Kita pun tidak lagi memilih politisi berdasarkan kinerja, tapi karena citra dan citra serta kesalehan sosial yang semu. Kita bahkan mengidolakan mereka bak nabi, yang rela ‘pasang badan’ tanpa digaji sepeserpun. Terlihat dari kemunculan buzzer-buzzer politik di media sosial sekarang ini. Walhasil, dalam komoditas politainment, kita bukan warga negara, kita hanyalah penonton sandiwara (sumber cetak tebal: Remotivi), atau media menyebutnya “dramaturgi”. Bersatunya unsur politik dan entertainment memang merupakan sebuah keniscayaan, yang tidak dapat terelakkan. Namun, masyarakat tetap perlu tahu mana yang disebut berita politik, entertainment ataupun politainment. Sehingga, mereka tetap mengedepankan rasionalitasnya dalam berpolitik.  
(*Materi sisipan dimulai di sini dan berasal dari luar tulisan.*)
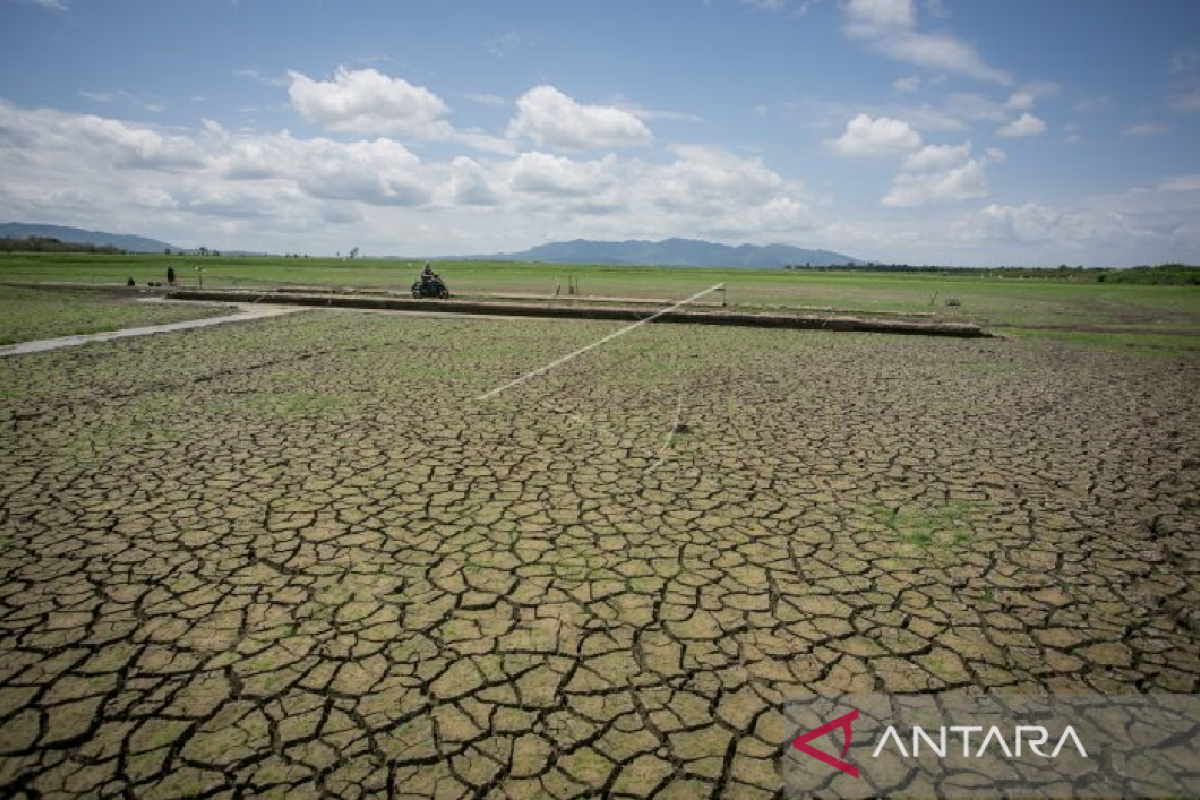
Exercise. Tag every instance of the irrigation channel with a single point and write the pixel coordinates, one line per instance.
(576, 310)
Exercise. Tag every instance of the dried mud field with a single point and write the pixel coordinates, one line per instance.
(299, 558)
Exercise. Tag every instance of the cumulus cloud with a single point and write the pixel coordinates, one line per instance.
(937, 156)
(939, 174)
(1145, 128)
(366, 101)
(867, 136)
(1020, 101)
(1186, 98)
(961, 182)
(1025, 125)
(287, 192)
(539, 173)
(1143, 224)
(891, 28)
(552, 119)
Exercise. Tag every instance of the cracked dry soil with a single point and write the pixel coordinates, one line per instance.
(294, 558)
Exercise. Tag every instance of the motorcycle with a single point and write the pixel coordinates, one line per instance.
(431, 287)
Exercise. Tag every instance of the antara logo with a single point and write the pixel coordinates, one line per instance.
(802, 743)
(1032, 737)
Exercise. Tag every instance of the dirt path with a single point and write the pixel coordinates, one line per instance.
(246, 311)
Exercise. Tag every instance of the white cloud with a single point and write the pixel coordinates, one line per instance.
(1186, 98)
(1181, 184)
(1185, 60)
(257, 76)
(889, 28)
(1026, 125)
(1020, 101)
(1145, 128)
(366, 101)
(961, 182)
(145, 102)
(1145, 224)
(504, 43)
(288, 193)
(867, 136)
(539, 173)
(550, 118)
(486, 100)
(940, 174)
(937, 157)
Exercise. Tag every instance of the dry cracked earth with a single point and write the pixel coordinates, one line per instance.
(298, 558)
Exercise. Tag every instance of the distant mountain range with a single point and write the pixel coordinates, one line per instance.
(670, 252)
(124, 241)
(678, 252)
(64, 233)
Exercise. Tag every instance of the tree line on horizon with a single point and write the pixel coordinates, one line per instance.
(1162, 274)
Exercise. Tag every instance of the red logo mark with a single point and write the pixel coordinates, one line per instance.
(802, 743)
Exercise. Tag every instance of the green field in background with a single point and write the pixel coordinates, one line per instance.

Adapun dampak positif dari keberadaan politainment yaitu: Pertama, memberikan keuntungan profit pada pihak media, karena berita semacam ini lebih disukai masyarakat, lantaran menyangkut zona ‘privasi’ masing-masing politisi; Kedua, memberikan keuntungan kepada politisi yang diberitakan. Jika media mampu mengemasnya secara menarik, bukan tidak mungkin semakin menunjang citra politisi secara gratis; Ketiga, masyarakat tidak jenuh dengan pemberitaan-pemberitaan straight news. Sekaligus, pemberitaan yang semula sulit untuk dicerna menjadi lebih ringan dan menghibur.
Allifiansyah menulis dalam jurnalnya sebagai berikut: “Politik yang selalu identik dengan intrik dan argumentasi rebut-merebut kekuasaan dibungkus dengan cara yang santai nan menghibur layaknya pertunjukan hiburan. Publik disuguhkan pada sajian politik yang santai dan khas akan pergulatan hidup sehari-hari. Politisi layaknya seorang yang tidak lagi berjarak dengan penonton. Kehidupan pribadi dan kebiasaan sehari-hari mereka dengan leluasa dibicarakan. Obrolan semacam ini tentulah jauh dari unsur politik karena kental akan unsur hiburan. Tujuannya agar publik mudah mengerti setiap pesan yang dilontarkan oleh para politisi. Salah satu contohnya mungkin seperti E Talkshow with BHS (Entertainment Talkshow bersama Sarung BHS, dengan alasan sponsor –red) di tvOne. Dalam program acara ini kerap mengundang tokoh-tokoh ternama seperti politisi dan sebagainya. Pada acara talkshow seperti inilah kita bisa melihat tokoh-tokoh sekelas Mahfud MD (Mantan Ketua Mahkamah Konstitusi); Hanif Dhakiri (Menteri Ketenagakerjaan Republik Indonesia 2014-2019); dan ekonom Rizal Ramli bernyanyi, berkelakar disela-sela menanggapi isu-isu perkembangan politik secara ringan dan renyah, namun tetap berbobot. Artinya bahwa politik telah bertransformasi menjadi perbincangan populer yang tak lagi berorientasi pada elit. Teguh Usis selaku eksekutif produser program A1 Setengah di TRANS7 (kini tak lagi tayang) mengatakan, “Jadi orang melek politik tanpa harus berkerut. Jadi dibawakan dengan santai, light, walaupun pembicaraan-pembicaraan hard itu tetap ada”.